St. John’s Episcopal Church received a message Friday evening: music can bring about a change of heart and convey a beacon of hope.

Internationally renowned classical bass player Richard “Dobbs” Hartshorne presented a Hope Through Music Concert-Lecture to share and playing music to the people who need it the most.

For the past seven years, Hartshorne has brought his classical music, stories and lectures to U.S. prisons, juvenile centers, orphanages, schools and people in war-torn countries including Iraq, Palestine, Afghanistan and Uganda. He also manages to travel to refugee camps.

“Everybody needs music, but some people need it more than others," Hartshorne said. "People in prison do, and people in Afghanistan and Iraq do. So, that’s been my focus."

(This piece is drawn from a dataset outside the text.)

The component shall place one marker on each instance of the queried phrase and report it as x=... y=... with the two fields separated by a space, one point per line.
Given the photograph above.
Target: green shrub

Since the organization was founded in 2004, Bach With Verse has been a non-profit way of bringing inspiring stories, humor and music to those less fortunate. Hartshorne has been bringing BWV’s key mission to life by performing at an international level.

“Just let your mind wander,” Hartshorne said before starting his performance. “Go outside the prison, go to the Caribbean, go home or fall asleep. But the more you’re open to it, the bigger the experience you can have.”

Hartshorne encouraged the audience members not to clap between musical sets, but to hold their applause until after the set so they may feel the full experience.

Johann Sebastian Bach’s pieces were played live with a 1863 Luigi Cavalli upright bass from Milan, Italy. Hartshorne said the bass he used Friday is his favorite.

“I actually met a collector in Argentina, and he sold me seven different basses; this is my favorite,” Hartshorne said.

"Suite No. 1 in G major," consisting of "Prelude," "Allemande," "Courante,""Sarabande," Menuet I and II," and "Gigue," were played flawlessly over the four string, audience members granting his wishes of no clapping until the end.

“I’m the first person to play all six (pieces) on the bass, original key and original notes,” he said after his first performance while taking questions from the audience.

While some might assume classical music performances in prisons or juvenile detention centers might not go well, Hartshorne shared one surprising story that happened the previous day in Saginaw. After his usual performance, the troubled kids would stick around to ask questions.

"One of the girls came up to me afterwards and said, ‘You opened a new place in my heart, in music,'" Hartshorne said. "That makes it all worth it.”

For the second part of his presentation, Hartshorne played along on his bass and told a humorous story, “Another Fairytale." This story was about a birch tree that runs off to join the circus and would later ironically fall in love with a beaver.

Hartshorne said he does not know how the story ends, imagining several possible ways it could have ended, ranging from suicides, overcoming a witch’s spell, which he admits to never bringing up in the story, and building a formal agreement between beavers and trees that would bring peace between the two groups. The audience listened on in amusement.

Following the story, he presented the world premiere of "Poems from the Inside," sharing various stories of people he’s met over the years and through his travels, as well as “Go On," “Journey of Struggles" and “Sweet," three poems he’s collected from visiting prison inmates.

For the last sequence, Hartshorne wanted to show his short film, "Men in Cages," giving audience members a brief look into his 2010 California prison tour. The film was shown through slides and silent videos with his own commentary. He discussed the types of people he encountered, the feelings shared and the experience of bringing Bach’s music to inmates.

“I especially liked just the poetry part about it,” said Mount Pleasant resident Stephanie Radke, a CMU alum. “When you put music behind poetry like that, the combination of the two is just overpowering,” she said.

“I was very touched,” said Wayne Nicholson, priest and rector of St. John’s. “People in prison are kind of society’s throwaways. We lock them up, and we never have to see them again. And we forget that they are people. They are human beings, and they have souls. I believe they have the essence of God in them ... Maybe (Dobbs' music) helps remind the prisoners themselves that they are human and that somebody cares about them.”